SELECT * FROM hits_out ORDER BY id;

Done.
1 rows affected.
7 rows affected.


id,authority,hub
0,0.194028500029,0.39062401003
1,0.194028500029,0.528491307688
2,0.436564125065,0.643380722403
3,0.679099750102,0.0919115317719
4,0.194028500029,0.0919115317719
5,0.291042750044,0.183823063544
6,0.388057000058,0.321690361202


Look at the summary table:

In [10]:
%%sql
SELECT * FROM hits_out_summary;

1 rows affected.


__iterations__
2


# 5.  Different number of iterations and threshold

In [11]:
%%sql
DROP TABLE IF EXISTS hits_out, hits_out_summary;

SELECT madlib.hits(
             'vertex',             -- Vertex table
             'id',                 -- Vertex id column
             'edge',               -- Edge table
             'src=src, dest=dest', -- Comma delimited string of edge arguments
             'hits_out',           -- Output table
             20,                   -- Default max_iter
             0.00001);             -- Threshold

SELECT * FROM hits_out ORDER BY id;

Done.


InternalError: (psycopg2.errors.InternalError_) plpy.Error: Graph HITS: Vertex table (vertex) is empty! (plpython.c:5038)
CONTEXT:  Traceback (most recent call last):
  PL/Python function "hits", line 21, in <module>
    return hits.hits(**globals())
  PL/Python function "hits", line 98, in hits
  PL/Python function "hits", line 58, in validate_hits_args
  PL/Python function "hits", line 93, in validate_graph_coding
  PL/Python function "hits", line 105, in _assert
PL/Python function "hits"

[SQL: SELECT madlib.hits(
             'vertex',             -- Vertex table
             'id',                 -- Vertex id column
             'edge',               -- Edge table
             'src=src, dest=dest', -- Comma delimited string of edge arguments
             'hits_out',           -- Output table
             20,                   -- Default max_iter
             0.00001);             -- Threshold]
(Background on this error at: http://sqlalche.me/e/2j85)
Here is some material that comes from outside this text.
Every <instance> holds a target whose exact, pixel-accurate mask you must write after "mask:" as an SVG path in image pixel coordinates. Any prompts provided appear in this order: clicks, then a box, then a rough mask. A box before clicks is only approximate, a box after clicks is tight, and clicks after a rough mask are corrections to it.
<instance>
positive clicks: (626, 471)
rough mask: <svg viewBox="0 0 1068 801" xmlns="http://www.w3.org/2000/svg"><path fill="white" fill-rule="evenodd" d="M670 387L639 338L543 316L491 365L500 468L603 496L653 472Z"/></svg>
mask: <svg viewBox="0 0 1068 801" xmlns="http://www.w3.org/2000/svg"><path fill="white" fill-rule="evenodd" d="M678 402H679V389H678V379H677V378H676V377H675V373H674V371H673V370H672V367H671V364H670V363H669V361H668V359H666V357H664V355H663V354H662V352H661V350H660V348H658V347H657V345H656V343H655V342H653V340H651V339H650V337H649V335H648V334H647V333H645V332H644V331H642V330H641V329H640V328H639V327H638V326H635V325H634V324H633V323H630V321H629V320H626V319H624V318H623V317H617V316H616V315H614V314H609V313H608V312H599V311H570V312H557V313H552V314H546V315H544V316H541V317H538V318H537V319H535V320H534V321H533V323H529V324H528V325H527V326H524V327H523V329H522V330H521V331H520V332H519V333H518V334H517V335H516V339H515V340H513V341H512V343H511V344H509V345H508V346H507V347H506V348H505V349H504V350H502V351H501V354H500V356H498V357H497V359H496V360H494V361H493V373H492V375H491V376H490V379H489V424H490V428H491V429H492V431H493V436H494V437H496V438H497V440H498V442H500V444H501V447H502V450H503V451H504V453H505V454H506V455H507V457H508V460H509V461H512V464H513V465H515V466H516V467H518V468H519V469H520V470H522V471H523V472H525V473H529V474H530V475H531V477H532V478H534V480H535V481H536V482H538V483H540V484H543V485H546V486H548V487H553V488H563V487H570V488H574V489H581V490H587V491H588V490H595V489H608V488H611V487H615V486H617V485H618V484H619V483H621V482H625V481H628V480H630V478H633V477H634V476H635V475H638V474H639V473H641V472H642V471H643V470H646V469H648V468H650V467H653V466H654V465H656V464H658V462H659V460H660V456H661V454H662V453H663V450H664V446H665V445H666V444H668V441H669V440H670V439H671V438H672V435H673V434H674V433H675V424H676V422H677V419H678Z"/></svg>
Look at the summary table.  The algorithm stopped at 20 iterations even though the convergence for threshold of 0.00001 is at 25 iterations. This is because max_iter was set to 20.

In [None]:
%%sql
SELECT * FROM hits_out_summary;

# 6. Grouping
Running HITS with grouping column and default values for max_iter and threshold. Add more rows to the edge table to create different graphs based on the user_id column.

In [None]:
%%sql
INSERT INTO edge VALUES
(0, 1, 2),
(0, 2, 2),
(0, 4, 2),
(1, 2, 2),
(1, 3, 2),
(2, 3, 2),
(3, 0, 2),
(4, 0, 2),
(5, 6, 2),
(6, 3, 2);

DROP TABLE IF EXISTS hits_out, hits_out_summary;

SELECT madlib.hits(
             'vertex',             -- Vertex table
             'id',                 -- Vertex id column
             'edge',               -- Edge table
             'src=src, dest=dest', -- Comma delimited string of edge arguments
             'hits_out',           -- Output table
             NULL,                 -- Default max_iter
             NULL,                 -- Threshold
             'user_id');           -- Grouping column

SELECT * FROM hits_out ORDER BY user_id, id;

# 7. Other
Let's check against the output from p. 8 of http://www.cis.hut.fi/Opinnot/T-61.6020/2008/pagerank_hits.pdf

In [None]:
%%sql
DROP TABLE IF EXISTS vertex, edge;

CREATE TABLE vertex(
        id INTEGER
        );

CREATE TABLE edge(
        src INTEGER,
        dest INTEGER,
        user_id INTEGER
        );

INSERT INTO vertex VALUES
(0),
(1),
(2),
(3);

INSERT INTO edge VALUES
(0, 1, 1),
(0, 2, 1),
(0, 3, 1),
(1, 2, 1),
(1, 3, 1),
(2, 1, 1);

SELECT * from edge ORDER BY src, dest;

In [None]:
%%sql
SELECT * FROM hits_out_summary order by user_id;

In [None]:
%%sql
DROP TABLE IF EXISTS hits_out, hits_out_summary;

SELECT madlib.hits(
             'vertex',             -- Vertex table
             'id',                 -- Vertex id column
             'edge',               -- Edge table
             'src=src, dest=dest', -- Comma delimited string of edge arguments
             'hits_out',           -- Output table of HITS
             100);                   -- Max iteration

SELECT * FROM hits_out ORDER BY id;

Yes ^^^ matches the results from the reference.